Klopman said Frankl illegally revised the member list, established during the September 2016 primary election, moving some members to districts in which they were not elected and terminating other members. Members cannot be removed from a district without resigning or failing to get enough signatures in the following election, according to the suit. Committee member votes are weighted by district.

“Aside from resignation, there is no process established in the regulations for removing a member from the committee of their EDs,” states the suit filed in state Supreme Court on April 16.

Committee member and attorney Chris Kelley cited, among grounds to dismiss the suit, that no party members were removed illegally.

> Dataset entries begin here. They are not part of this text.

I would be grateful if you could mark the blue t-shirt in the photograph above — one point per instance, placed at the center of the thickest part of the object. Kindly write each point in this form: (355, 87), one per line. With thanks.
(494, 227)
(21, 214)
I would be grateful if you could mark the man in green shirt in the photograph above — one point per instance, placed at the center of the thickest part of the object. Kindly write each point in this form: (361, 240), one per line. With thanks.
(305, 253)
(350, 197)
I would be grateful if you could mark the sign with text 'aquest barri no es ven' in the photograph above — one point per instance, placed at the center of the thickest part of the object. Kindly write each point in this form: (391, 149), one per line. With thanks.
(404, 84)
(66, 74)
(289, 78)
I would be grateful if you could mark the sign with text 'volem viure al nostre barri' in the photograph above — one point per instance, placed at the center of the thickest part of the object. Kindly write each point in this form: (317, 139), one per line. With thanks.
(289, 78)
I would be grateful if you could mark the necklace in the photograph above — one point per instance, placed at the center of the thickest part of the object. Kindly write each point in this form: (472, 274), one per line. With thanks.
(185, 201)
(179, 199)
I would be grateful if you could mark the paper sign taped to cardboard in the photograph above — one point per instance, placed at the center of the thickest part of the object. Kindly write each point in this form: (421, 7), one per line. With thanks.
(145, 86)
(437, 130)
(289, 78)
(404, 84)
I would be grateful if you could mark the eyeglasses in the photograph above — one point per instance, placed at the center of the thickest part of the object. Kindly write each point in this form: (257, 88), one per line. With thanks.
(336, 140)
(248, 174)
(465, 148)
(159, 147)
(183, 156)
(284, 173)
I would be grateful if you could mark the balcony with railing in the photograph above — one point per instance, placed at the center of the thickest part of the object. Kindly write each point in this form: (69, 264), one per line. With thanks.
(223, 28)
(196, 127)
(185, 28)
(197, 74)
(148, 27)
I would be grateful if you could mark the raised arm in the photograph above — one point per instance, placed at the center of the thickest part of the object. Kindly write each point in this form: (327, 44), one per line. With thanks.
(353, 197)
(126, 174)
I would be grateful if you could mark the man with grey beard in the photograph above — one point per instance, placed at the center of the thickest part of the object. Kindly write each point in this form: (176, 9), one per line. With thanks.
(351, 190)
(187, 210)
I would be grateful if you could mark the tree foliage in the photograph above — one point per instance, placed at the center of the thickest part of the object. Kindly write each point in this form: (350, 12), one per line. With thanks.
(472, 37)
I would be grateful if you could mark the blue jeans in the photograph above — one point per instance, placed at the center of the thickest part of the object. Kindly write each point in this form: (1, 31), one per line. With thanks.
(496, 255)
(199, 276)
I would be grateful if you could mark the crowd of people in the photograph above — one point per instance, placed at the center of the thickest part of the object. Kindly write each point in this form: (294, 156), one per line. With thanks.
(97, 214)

“It’s all false,” said Kelley, a partner in the Riverhead-based law firm Twomey, Latham, Shea, Kelley, Dubin & Quartararo. “They assumed that somehow we appointed people when there were no vacancies and it’s simply not true.”

Kelley said Klopman is probably motivated by discontent over the likely nomination of David Lys, a former Republican who recently switched his registration to Democratic. Lys will seek election to the town board seat he was appointed to earlier this year.

Klopman, a retired reading teacher and chairwoman of the Democrats’ community outreach committee, admittedly expressed concerns over the committee’s screening process and whether other candidates are considered.

“There are five people who want to screen and why shouldn’t we have a democratic process?” Klopman said. “They have painted me as a troublemaker because I’m trying to do the right thing.”

A hearing on the matter is set for May 23.